In a letter to members of Congress last week, the groups urged congressional leaders to provide down payment assistance to first-generation homebuyers, expand funding for the National Housing Trust Fund and the Capital Magnet Fund, and devote more resources to fair lending enforcement.

“Communities of color, women and others facing systemic barriers have borne the brunt of carrying our nation toward economic recovery for far too long,” the groups wrote. “However, these groups have not benefited from public investments, leading to continued growth in housing insecurity and a growing wealth gap.”

The organizations also specifically encouraged lawmakers to look at including efforts in the reconciliation bill to “make more homes available” to low- and moderate-income families, citing the shortage of affordable homes currently available on the market.

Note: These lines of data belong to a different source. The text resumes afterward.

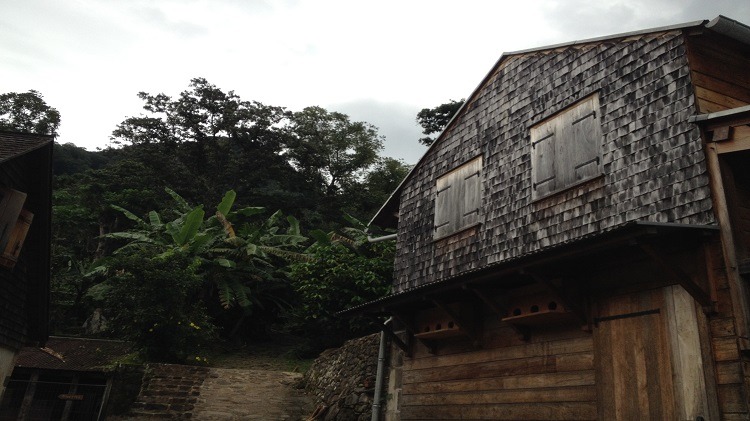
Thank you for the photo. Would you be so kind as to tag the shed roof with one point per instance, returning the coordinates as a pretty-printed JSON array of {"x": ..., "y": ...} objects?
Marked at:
[
  {"x": 683, "y": 235},
  {"x": 13, "y": 144},
  {"x": 73, "y": 354},
  {"x": 386, "y": 215}
]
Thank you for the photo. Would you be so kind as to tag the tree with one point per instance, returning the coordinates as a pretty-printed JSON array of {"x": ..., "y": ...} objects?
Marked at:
[
  {"x": 331, "y": 150},
  {"x": 378, "y": 184},
  {"x": 345, "y": 270},
  {"x": 27, "y": 112},
  {"x": 434, "y": 120}
]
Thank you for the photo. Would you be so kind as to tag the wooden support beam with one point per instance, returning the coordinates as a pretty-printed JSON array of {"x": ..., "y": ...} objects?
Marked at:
[
  {"x": 396, "y": 340},
  {"x": 462, "y": 324},
  {"x": 489, "y": 301},
  {"x": 522, "y": 331},
  {"x": 568, "y": 301},
  {"x": 696, "y": 291},
  {"x": 409, "y": 328}
]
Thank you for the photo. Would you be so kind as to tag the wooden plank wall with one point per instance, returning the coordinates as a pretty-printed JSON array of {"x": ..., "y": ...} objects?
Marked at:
[
  {"x": 731, "y": 380},
  {"x": 550, "y": 377},
  {"x": 719, "y": 72}
]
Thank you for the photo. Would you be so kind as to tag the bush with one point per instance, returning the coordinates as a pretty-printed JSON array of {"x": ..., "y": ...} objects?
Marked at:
[{"x": 156, "y": 304}]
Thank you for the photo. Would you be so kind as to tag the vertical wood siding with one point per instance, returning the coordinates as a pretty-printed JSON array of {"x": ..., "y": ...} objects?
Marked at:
[
  {"x": 652, "y": 159},
  {"x": 24, "y": 289}
]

They also called on Congress to allocate $1.005 billion to the Department of Housing and Urban Development’s Fair Housing Initiatives Program, which provides federal funding to nonprofit organizations to enforce fair housing in local communities.

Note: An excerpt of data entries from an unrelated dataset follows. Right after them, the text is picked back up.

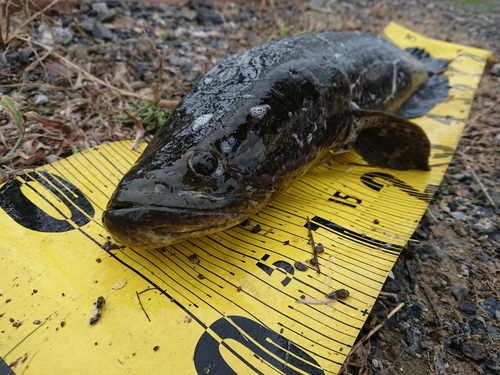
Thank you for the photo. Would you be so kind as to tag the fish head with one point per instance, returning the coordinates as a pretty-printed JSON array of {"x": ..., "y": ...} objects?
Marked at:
[{"x": 186, "y": 184}]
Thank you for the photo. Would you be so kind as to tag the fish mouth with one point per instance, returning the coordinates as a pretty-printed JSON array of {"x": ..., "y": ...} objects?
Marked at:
[{"x": 155, "y": 226}]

It remains to be seen what housing provisions, if any, will end up in the final reconciliation package, although some lawmakers have indicated that they support dedicating more resources to affordable housing in the final bill.

Sen. Mark Warner, D-Va., indicated in a statement on Sunday that he might oppose the budget package if more money wasn’t included to fund housing assistance measures.

“As currently written, this proposal falls short,” Warner said in a statement to Axios. “I will be working in the Senate to make the American dream of homeownership and wealth creation more accessible to historically disadvantaged communities.”